Francophonie quand tu nous tiens !

Les chefs d’Etat et de gouvernement conviés au sommet de la Francophonie à Dakar posent à la cérémonie d’ouverture, le 29 novembre 2014
Les chefs d’Etat et de gouvernement conviés au sommet de la Francophonie à Dakar posent à la cérémonie d’ouverture, le 29 novembre 2014
Les chefs d’Etat et de gouvernement conviés au sommet de la Francophonie à Dakar posent à la cérémonie d’ouverture, le 29 novembre 2014

Le sommet de la Francophonie vient de s’achever sur une note de féminité puisque c’estMichaëlle Jean qui a été nommé Secrétaire générale pour l’OIF.

Une place qui jusqu’ici avait été occupé par des hommes. Enfin une femme à la tête de cette institution fondée et dirigée pendant des hommes pendant des nombreuses années .

Au risque de faire du féminisme de comptoir, mes chers amis les hommes l’exclusivité n’est plus à l’ordre du jour et sa déstructuration amènera à long terme un équilibre économique et sociale. Non rassurez vous, nous avons conscience que l’identité physiologique de l’homme et la femme est différente, mais si nous avons les mêmes devoirs pourquoi n’aurons nous pas les mêmes droits ?

Je ne vais pas m’attarder aujourd’hui sur la notion de parité car il existe déjà bien des débats sur cette thématique, c’est celle de la francophonie qui m’interpelle. Dans notre société capitaliste un monolinguisme est loin d’être une démarche archaïque c’est une stratégie pragmatique pour mieux communiquer et « vendre ». Cependant il n’en faudra pas oublier l’identité culturelle de chaque pays .

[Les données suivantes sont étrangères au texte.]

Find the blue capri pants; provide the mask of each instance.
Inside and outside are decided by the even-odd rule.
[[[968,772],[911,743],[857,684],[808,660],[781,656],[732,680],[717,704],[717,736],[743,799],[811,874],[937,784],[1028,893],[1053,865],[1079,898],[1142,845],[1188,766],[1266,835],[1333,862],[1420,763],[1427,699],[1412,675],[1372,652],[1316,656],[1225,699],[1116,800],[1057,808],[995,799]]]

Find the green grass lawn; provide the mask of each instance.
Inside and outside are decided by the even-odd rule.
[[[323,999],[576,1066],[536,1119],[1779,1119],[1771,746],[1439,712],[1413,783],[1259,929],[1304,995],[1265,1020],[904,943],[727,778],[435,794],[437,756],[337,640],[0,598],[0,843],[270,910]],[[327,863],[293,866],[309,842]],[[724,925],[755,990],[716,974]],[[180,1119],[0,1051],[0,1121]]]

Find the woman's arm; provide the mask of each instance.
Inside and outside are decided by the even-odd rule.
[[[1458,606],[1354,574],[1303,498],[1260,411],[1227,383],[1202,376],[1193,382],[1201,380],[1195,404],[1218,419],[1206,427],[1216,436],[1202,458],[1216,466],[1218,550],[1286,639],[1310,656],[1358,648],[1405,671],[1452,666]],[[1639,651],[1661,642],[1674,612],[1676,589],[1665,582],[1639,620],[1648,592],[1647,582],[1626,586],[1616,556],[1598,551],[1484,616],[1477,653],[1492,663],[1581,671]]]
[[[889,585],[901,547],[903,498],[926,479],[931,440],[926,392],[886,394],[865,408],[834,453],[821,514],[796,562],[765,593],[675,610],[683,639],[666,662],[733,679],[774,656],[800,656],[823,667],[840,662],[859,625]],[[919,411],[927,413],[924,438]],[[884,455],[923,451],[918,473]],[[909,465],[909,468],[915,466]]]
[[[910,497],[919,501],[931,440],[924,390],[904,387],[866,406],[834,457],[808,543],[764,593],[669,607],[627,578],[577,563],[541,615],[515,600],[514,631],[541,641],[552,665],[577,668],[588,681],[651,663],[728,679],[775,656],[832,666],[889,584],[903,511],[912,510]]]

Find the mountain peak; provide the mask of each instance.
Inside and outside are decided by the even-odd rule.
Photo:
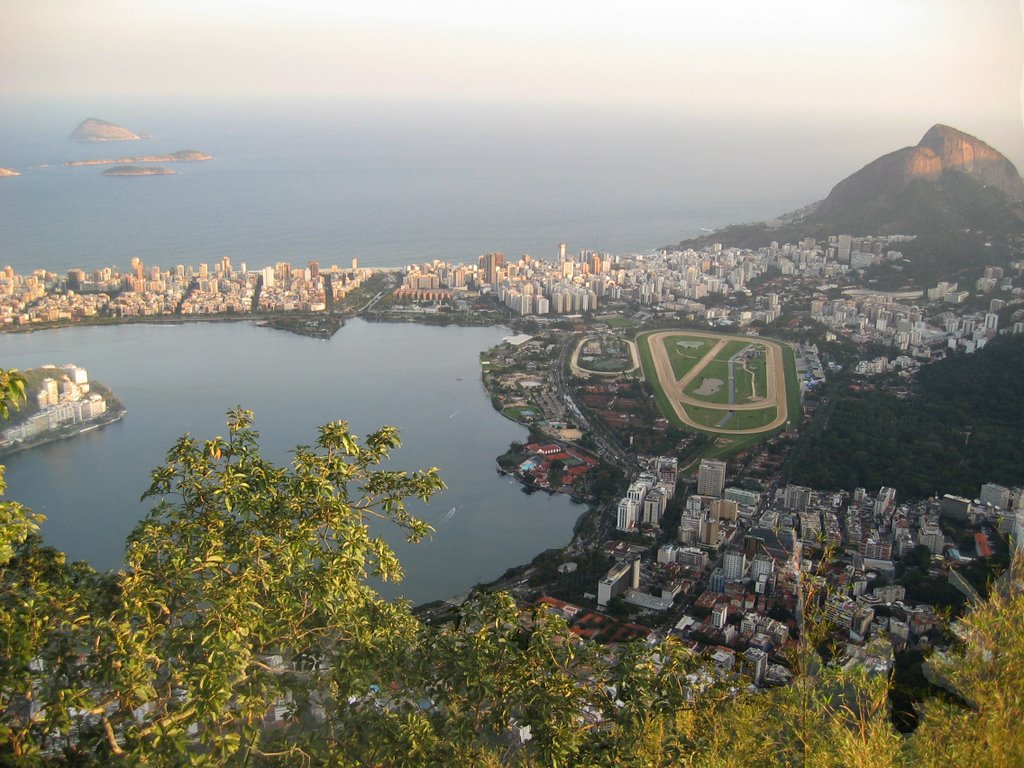
[[[691,243],[770,240],[847,232],[982,231],[1024,235],[1024,179],[999,151],[938,123],[914,146],[882,155],[836,184],[828,197],[773,222],[728,228]]]
[[[882,155],[836,184],[814,218],[897,225],[911,184],[950,186],[956,184],[954,176],[997,189],[1011,204],[1024,201],[1024,180],[1013,163],[981,139],[940,123],[929,128],[916,146]],[[870,215],[862,215],[868,211]]]
[[[948,125],[933,125],[917,144],[938,155],[943,171],[960,171],[978,177],[983,184],[1024,199],[1020,175],[1009,160],[976,136]]]

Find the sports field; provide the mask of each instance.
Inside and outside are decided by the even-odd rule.
[[[677,425],[719,435],[756,435],[786,424],[799,404],[792,355],[777,341],[703,331],[637,338],[644,375]]]
[[[584,336],[569,359],[573,376],[619,376],[640,367],[636,344],[617,337]]]

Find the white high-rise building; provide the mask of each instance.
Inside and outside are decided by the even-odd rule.
[[[726,581],[738,581],[747,571],[747,556],[743,552],[729,550],[722,561]]]
[[[787,485],[782,495],[782,504],[786,509],[803,512],[811,503],[811,489],[802,485]]]
[[[632,531],[636,528],[640,519],[640,505],[641,502],[634,501],[629,497],[621,499],[615,527],[620,531]]]
[[[658,488],[650,491],[643,502],[643,521],[648,525],[660,524],[667,503],[668,498]]]
[[[725,491],[725,462],[702,459],[697,471],[697,493],[701,496],[721,497]]]
[[[608,601],[621,595],[629,587],[633,564],[619,563],[611,568],[603,579],[597,582],[597,604],[608,605]]]
[[[1010,506],[1010,489],[995,483],[985,483],[981,486],[981,494],[978,498],[982,504],[991,504],[993,507],[1006,509]]]

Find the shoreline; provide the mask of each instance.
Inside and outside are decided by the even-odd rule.
[[[120,325],[188,325],[190,323],[255,323],[261,328],[273,328],[270,323],[282,320],[294,320],[302,321],[314,318],[335,317],[342,321],[341,326],[345,324],[345,320],[350,319],[357,315],[350,315],[348,313],[326,313],[326,312],[285,312],[285,313],[262,313],[262,312],[246,312],[243,314],[210,314],[210,315],[147,315],[145,317],[110,317],[110,318],[95,318],[89,320],[72,320],[72,321],[56,321],[52,323],[33,323],[25,326],[9,326],[0,329],[0,334],[3,333],[36,333],[39,331],[59,331],[64,328],[103,328],[103,327],[117,327]],[[275,329],[276,330],[276,329]],[[305,334],[297,334],[305,335]]]
[[[119,325],[187,325],[189,323],[255,323],[260,328],[272,330],[285,330],[295,333],[298,336],[316,336],[315,334],[301,333],[291,328],[282,327],[289,323],[301,322],[330,322],[340,321],[337,330],[345,327],[348,320],[359,318],[367,323],[417,323],[419,325],[449,326],[458,327],[486,327],[508,325],[507,321],[499,318],[484,318],[480,322],[466,321],[458,317],[440,317],[437,315],[419,315],[409,313],[408,316],[398,317],[385,315],[380,311],[367,312],[242,312],[230,314],[207,314],[207,315],[146,315],[143,317],[103,317],[89,318],[86,320],[57,320],[47,323],[31,323],[26,325],[10,325],[0,328],[0,334],[10,333],[37,333],[40,331],[57,331],[64,328],[102,328],[106,326],[116,327]],[[332,334],[333,335],[333,334]],[[323,336],[316,336],[323,338]]]
[[[57,443],[62,440],[70,440],[71,438],[78,437],[79,435],[85,434],[86,432],[92,432],[94,429],[105,427],[109,424],[116,424],[121,421],[128,413],[128,409],[122,405],[118,406],[118,409],[111,416],[104,415],[98,419],[92,419],[90,421],[83,421],[74,426],[78,429],[72,431],[63,430],[52,430],[49,434],[46,434],[37,439],[31,441],[22,441],[20,443],[12,443],[11,445],[0,448],[0,459],[6,459],[8,456],[14,456],[25,451],[30,451],[33,448],[38,448],[43,445],[49,445],[50,443]]]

Les peuples ne peuvent intégrer la francophonie si dans son approche elle n’est pas source de fédéralisme et ne s’inscrit pas dans une ambition d’ancrage de la culture dans la réalité des hommes . Cette belle institution ne doit pas rester la vitrine d’une langue mais bel et bien un outil de reconnaissance des différents territoires qui la composent.

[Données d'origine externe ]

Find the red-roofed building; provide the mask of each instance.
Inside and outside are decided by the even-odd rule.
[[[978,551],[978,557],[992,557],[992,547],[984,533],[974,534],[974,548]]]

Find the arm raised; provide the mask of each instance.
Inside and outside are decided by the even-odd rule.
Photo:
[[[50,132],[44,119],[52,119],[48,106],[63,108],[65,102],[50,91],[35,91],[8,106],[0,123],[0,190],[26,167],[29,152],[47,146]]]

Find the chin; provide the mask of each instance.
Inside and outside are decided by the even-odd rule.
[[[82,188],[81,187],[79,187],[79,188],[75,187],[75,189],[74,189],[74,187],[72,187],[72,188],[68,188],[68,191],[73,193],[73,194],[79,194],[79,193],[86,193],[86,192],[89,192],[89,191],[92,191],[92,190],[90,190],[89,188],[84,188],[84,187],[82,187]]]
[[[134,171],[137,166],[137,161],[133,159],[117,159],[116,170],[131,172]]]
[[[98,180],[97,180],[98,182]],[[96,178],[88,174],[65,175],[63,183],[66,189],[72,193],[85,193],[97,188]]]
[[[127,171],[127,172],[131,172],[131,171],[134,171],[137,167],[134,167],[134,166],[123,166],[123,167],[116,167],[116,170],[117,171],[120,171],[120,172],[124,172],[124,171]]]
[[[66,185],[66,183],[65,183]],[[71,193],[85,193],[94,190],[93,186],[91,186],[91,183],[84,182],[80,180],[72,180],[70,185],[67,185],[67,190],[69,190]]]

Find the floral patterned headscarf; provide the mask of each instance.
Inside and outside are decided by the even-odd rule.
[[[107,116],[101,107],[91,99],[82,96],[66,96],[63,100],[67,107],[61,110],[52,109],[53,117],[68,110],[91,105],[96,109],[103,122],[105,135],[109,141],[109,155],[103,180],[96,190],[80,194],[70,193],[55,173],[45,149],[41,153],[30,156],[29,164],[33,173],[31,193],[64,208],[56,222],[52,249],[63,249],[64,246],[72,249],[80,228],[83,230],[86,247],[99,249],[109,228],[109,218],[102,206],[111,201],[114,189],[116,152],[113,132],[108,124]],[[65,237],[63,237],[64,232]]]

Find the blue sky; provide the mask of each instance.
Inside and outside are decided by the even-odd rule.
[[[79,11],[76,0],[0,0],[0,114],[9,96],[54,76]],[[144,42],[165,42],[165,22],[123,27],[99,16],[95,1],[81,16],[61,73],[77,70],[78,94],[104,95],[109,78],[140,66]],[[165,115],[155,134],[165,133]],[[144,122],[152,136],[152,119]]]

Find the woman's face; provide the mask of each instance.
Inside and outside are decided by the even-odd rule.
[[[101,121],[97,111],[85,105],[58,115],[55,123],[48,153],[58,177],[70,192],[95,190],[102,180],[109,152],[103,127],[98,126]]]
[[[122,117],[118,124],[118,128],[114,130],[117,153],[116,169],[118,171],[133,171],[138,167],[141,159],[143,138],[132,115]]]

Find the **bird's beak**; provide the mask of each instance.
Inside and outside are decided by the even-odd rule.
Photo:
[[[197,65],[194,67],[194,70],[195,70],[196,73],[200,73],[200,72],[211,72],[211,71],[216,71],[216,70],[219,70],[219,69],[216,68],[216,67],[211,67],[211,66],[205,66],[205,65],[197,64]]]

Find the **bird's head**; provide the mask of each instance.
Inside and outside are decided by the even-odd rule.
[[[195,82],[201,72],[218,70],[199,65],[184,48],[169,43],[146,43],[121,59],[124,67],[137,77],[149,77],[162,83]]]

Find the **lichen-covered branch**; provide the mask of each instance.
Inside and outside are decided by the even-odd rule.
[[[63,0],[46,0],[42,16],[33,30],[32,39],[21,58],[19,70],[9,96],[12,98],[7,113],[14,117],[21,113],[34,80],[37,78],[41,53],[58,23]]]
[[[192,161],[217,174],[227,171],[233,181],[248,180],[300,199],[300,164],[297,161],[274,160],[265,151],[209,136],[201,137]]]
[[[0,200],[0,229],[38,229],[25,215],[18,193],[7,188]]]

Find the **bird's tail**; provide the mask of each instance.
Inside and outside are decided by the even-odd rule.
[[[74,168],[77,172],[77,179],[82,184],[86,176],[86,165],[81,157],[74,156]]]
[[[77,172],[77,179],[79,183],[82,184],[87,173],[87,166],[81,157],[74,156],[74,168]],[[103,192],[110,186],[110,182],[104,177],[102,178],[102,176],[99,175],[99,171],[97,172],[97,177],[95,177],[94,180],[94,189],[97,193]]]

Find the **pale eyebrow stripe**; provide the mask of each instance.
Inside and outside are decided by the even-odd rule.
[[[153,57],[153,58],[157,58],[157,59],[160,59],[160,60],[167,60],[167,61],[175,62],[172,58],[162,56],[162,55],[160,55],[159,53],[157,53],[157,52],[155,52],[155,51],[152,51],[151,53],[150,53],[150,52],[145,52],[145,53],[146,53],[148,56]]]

Ce n’est pas ambitieux de penser qu’il est possible avec une volonté commune de construire un « territoire francophone » où la libre circulation, l’échange d’idées et de stratégies amèneront à un équilibre économique. Comme le disait si bien Abdou Diouf « ce qui menace la francophonie c’est l’immobilisme ».

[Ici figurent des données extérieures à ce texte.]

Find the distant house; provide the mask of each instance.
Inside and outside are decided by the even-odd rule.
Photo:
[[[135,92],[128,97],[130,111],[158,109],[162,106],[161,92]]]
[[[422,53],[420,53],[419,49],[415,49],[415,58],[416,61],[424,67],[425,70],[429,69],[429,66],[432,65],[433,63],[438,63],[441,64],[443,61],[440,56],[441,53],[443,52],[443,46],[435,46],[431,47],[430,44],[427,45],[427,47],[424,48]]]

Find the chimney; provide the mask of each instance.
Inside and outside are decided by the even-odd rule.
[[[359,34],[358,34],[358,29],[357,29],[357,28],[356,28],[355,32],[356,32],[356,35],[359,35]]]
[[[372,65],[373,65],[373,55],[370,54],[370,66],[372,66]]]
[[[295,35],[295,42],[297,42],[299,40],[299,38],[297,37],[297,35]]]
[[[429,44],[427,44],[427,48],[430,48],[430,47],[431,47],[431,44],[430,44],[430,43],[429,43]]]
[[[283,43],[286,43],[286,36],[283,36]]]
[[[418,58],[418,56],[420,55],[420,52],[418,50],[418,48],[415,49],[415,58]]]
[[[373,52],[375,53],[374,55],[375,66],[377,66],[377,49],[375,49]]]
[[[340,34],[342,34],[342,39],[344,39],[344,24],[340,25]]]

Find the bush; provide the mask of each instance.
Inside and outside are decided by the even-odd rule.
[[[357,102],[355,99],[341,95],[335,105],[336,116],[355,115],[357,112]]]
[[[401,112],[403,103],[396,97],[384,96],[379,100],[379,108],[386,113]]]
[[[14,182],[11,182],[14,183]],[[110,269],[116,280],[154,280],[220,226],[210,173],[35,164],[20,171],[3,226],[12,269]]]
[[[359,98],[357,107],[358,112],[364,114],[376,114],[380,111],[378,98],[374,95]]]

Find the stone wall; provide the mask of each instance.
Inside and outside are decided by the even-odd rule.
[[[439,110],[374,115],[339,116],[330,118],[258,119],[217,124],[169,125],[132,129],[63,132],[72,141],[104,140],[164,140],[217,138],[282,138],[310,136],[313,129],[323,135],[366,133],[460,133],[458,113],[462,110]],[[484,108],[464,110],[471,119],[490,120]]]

Alors Monsieur mesdames les francophones n’oublions pas que si vous nous voulons conforter la francophonie face à une mondialisation qui ne laisse aucune place à l’hésitation nous devons dès aujourd’hui nous unir pour construire une francophonie forte de propositions et de réalisations et non rester sur des amertumes passées qui obstruent notre créativité.